Pada Januari 2015, ada 89,9 persen responden menyatakan citra Jokowi adalah baik. Sementara dalam survei 19 September-4 Oktober lalu, sebanyak 73,3 persen responden menyatakan citra Jokowi adalah baik.
Pengamanan
Acara pelantikan presiden dan wakil presiden 2019-2024 pada hari ini diamankan oleh sekitar 30.000 personel TNI dan Polri.
Kepala Bagian Penerangan Umum Divisi Humas Polri Komisaris Besar Asep Adi Saputra menjelaskan, pengamanan dibagi tiga zona. Zona pertama ialah Istana Kepresidenan dan lokasi pelantikan di Kompleks Parlemen, Senayan, yang dijaga Pasukan Pengamanan Presiden. Zona kedua meliputi sejumlah kawasan Kompleks Parlemen dan halaman Istana Kepresidenan, yang diamankan TNI. Terakhir, zona ketiga merupakan seluruh wilayah di sekitar Istana Kepresidenan dan Kompleks Parlemen yang menjadi tanggung jawab Polri.
Guna memastikan keamanan, di sejumlah jalur yang dilewati presiden dan wakil presiden serta tamu negara, lanjut Asep, akan dilakukan perubahan arus lalu lintas pada Minggu pagi hingga petang.
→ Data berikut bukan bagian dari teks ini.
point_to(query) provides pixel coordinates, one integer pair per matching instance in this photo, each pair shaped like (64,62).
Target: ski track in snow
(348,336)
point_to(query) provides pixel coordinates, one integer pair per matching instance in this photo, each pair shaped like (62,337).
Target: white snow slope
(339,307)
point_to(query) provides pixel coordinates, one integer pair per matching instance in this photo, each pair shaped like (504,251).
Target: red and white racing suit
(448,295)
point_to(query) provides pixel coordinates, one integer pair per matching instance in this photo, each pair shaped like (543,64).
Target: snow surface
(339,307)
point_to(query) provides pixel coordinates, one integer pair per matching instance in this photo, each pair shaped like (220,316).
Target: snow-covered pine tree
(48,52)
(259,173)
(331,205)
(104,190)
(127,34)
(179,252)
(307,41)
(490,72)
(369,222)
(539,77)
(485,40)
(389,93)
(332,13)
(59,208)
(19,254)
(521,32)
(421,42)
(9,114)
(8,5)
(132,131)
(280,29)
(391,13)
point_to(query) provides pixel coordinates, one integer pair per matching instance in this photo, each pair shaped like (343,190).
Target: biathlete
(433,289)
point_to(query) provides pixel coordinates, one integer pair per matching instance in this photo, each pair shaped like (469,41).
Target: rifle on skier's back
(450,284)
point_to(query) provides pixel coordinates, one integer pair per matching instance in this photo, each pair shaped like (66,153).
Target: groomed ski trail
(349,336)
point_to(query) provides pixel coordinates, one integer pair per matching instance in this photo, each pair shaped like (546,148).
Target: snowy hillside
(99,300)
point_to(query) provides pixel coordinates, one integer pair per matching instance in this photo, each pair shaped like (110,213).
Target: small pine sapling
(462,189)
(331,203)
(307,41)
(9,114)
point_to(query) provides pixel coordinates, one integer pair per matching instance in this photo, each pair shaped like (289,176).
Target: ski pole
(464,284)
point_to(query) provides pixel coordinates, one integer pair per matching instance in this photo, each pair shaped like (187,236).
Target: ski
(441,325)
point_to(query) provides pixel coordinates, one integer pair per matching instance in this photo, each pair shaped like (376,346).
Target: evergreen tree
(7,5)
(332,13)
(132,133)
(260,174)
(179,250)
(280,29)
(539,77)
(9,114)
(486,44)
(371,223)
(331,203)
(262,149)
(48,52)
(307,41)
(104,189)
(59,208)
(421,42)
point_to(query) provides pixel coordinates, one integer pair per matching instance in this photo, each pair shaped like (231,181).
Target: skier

Sejumlah ruas jalan yang akan ditutup sementara selama proses pelantikan presiden dan wakil presiden adalah Jalan Gatot Subroto yang menuju Slipi, Jalan Gerbang Pemuda, Jalan Asia Afrika, Jalan Tentara Pelajar, kawasan Stasiun Palmerah, Jalan Gajah Mada menuju Jalan Medan Merdeka Barat, serta Jalan Budi Kemuliaan menuju Jalan Medan Merdeka Barat dan Jalan Medan Merdeka Selatan.